When a support ticket is submitted to the Scholar Services team, it will be triaged, assigned, and investigated by a member of the team. Including as much information as possible in the submitted ticket will help Scholar Services to quickly identify the issue and respond with answers as quickly as possible. This article will cover the lifecycle of a support ticket and best practices for ticket creation.

Best Practices

Sharing as much information as possible with the Scholar Services team can help the team to determine what the problem is and reach a resolution as quickly as possible. Some of the most helpful information to the team is:

  • Who –
    • Is the issue impacting multiple people, or specific to one account?
    • What are the names/email addresses for those reporting the problem?
  • What –
    • What was the expected behavior, and what happened instead?
    • What (if any) error messages appeared?
  • Where –
    • What screen was the user on (or attempting to navigate to) when the issue began?
    • What is the URL of the page?
    • In Faculty180, what database is impacted (production, sandbox, etc.)?
    • Is the issue occurring in a specific browser (Firefox, Chrome, etc.)?
  • When –
    • Did the issue begin at a certain time? Was it working as intended previously?
    • Is it ongoing, or intermittent?
    • Does the issue need to be resolved in time for a specific deadline?
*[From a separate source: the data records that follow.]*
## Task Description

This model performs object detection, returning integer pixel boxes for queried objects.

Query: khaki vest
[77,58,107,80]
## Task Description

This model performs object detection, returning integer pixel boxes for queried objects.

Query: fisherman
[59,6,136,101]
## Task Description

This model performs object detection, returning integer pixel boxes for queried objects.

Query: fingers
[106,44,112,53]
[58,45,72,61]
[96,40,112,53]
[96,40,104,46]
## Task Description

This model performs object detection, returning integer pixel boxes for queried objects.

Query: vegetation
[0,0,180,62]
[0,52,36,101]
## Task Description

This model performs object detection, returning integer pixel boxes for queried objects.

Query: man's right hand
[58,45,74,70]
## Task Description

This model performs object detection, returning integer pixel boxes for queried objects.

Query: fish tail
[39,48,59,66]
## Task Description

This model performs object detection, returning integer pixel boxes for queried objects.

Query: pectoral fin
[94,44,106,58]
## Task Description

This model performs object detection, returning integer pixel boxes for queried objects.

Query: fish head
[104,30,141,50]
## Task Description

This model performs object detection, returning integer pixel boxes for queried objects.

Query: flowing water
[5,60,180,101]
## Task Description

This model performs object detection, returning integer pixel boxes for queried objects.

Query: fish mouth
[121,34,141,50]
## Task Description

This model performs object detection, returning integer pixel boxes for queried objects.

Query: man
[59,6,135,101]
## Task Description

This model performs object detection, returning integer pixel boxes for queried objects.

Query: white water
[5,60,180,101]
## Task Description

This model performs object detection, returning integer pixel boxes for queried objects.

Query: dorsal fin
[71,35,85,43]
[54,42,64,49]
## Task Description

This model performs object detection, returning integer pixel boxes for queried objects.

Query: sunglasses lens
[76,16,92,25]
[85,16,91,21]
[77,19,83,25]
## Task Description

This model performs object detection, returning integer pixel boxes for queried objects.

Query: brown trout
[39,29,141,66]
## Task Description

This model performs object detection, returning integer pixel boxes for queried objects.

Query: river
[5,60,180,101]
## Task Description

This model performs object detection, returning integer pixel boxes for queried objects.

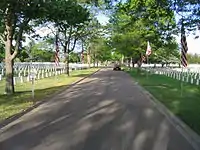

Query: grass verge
[127,69,200,134]
[0,68,97,121]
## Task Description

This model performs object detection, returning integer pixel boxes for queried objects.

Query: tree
[69,52,80,63]
[43,0,89,76]
[0,0,48,94]
[108,0,177,66]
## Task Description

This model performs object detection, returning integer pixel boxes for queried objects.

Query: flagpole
[146,55,149,79]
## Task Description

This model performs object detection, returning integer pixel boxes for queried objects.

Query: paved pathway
[0,69,197,150]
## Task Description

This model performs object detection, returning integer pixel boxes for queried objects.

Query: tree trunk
[128,58,131,68]
[64,50,69,76]
[5,55,15,95]
[132,57,135,68]
[87,52,91,68]
[5,9,15,94]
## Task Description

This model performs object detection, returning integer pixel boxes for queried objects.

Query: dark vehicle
[113,64,121,70]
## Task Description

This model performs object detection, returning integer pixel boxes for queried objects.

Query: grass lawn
[128,69,200,134]
[0,68,97,120]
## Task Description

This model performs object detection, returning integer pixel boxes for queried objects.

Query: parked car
[113,64,121,70]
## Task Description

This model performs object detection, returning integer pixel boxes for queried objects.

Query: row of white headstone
[0,63,88,85]
[146,68,200,85]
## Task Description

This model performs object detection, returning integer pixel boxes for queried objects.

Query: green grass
[128,70,200,134]
[0,68,97,120]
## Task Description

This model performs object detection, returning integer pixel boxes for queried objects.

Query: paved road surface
[0,69,197,150]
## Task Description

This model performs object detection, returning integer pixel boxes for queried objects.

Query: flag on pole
[55,34,59,66]
[181,25,188,67]
[146,41,151,56]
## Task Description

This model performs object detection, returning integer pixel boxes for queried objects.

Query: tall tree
[0,0,48,94]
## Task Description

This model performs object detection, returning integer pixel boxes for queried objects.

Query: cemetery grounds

If possible, please provide any attachments (screenshots, videos, downloads) to help demonstrate the issue. Screenshots/screen recordings should show the entire screen, including the URL bar, in order to provide Scholar Services with the most information for their investigation.

Ticket Lifecycle

Status Description
New This is the first step for any submitted support ticket. At this stage, Interfolio is reviewing the issue to determine priority and severity.
Open Once the ticket has been reviewed, it will be assigned to a member of Scholar Services to investigate. When the ticket moves to “Open”, it means that the ticket has been assigned and is being looked into. 
Pending If the team member assigned to the ticket has reached out for more information, the ticket will have a “Pending” status until a response is received, at which point the ticket will move back to “Open”. 
Under Investigation If a bug is identified, Scholar Services will report the problem to our development team. A ticket with this status has been assigned to engineering for testing, assessment, and determination of possible solutions.
In Development Once the development team has assessed and prioritized the issue, they will assign the ticket to an engineering team member to investigate and resolve. A ticket in development has been assigned and is actively being worked.
Scheduled for Release As the ticket is being worked on, it will be assigned to a “sprint” (a set period of time during which specific work is completed). A ticket with this status has been assigned to an upcoming sprint and indicates that development work is nearing completion.
Closed Once the issue has been resolved, a ticket will move to a “Closed” status. For general support questions, this means that Scholar Services has answered the question and the issue being encountered has been resolved. For bug tickets, this means that engineering has released a fix for the problem and the defect should no longer be occurring.